The benefits of going into college with an undecided major are in-tune with the benefits of a liberal arts model for learning. Haig spoke to this, stating, “Liberal arts education emphasizes learning many kinds of subjects to have a well-rounded education, and I feel that being undecided allows you to take a wide range of courses which can fulfill these requirements and make you branch out of your comfort zone to realize where your interests truly lie.”

Here at Lawrence, there is great academic value in remaining open to new ways of thinking no matter what major you declare, and to be excited about studying different areas and finding how they connect to one another. “A liberal arts education is supposed to broaden your horizons and to feed your curiosities, and being undecided has done just that for me,” commented Craig.

Coming to Lawrence with an undecided major is welcomed as a great opportunity for students. Undecided students can be content with not knowing exactly which courses lie ahead of them in their studies, giving them a lot of room to be curious, thoughtful and passionate. Here at Lawrence, students are encouraged to draw inspiration from the spirit of being undecided, or “multi-interested.”

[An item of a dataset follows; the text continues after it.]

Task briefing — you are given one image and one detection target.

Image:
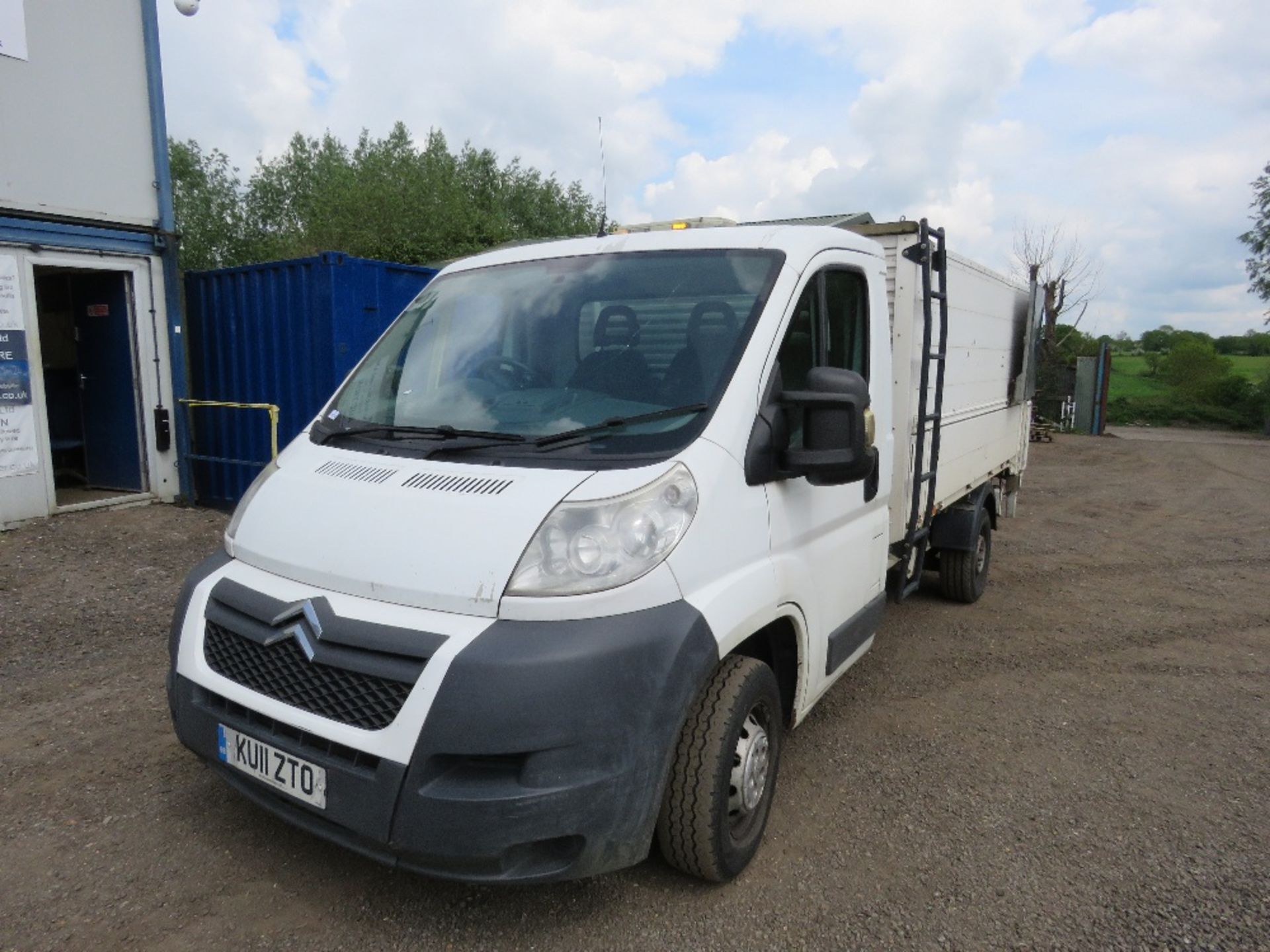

As I wrote this column, I personally felt the spirit of being multi-interested. Despite the vast array of areas of study from which we can choose, I have witnessed the same gleam in the eyes of professors and students alike whenever they talk about their true passions. While writing this column, I began to see how all of our passions are connected and how they drive us to pursue an understanding of the world around us—an understanding that could bring us together instead of creating division. This is a goal for which we all can strive.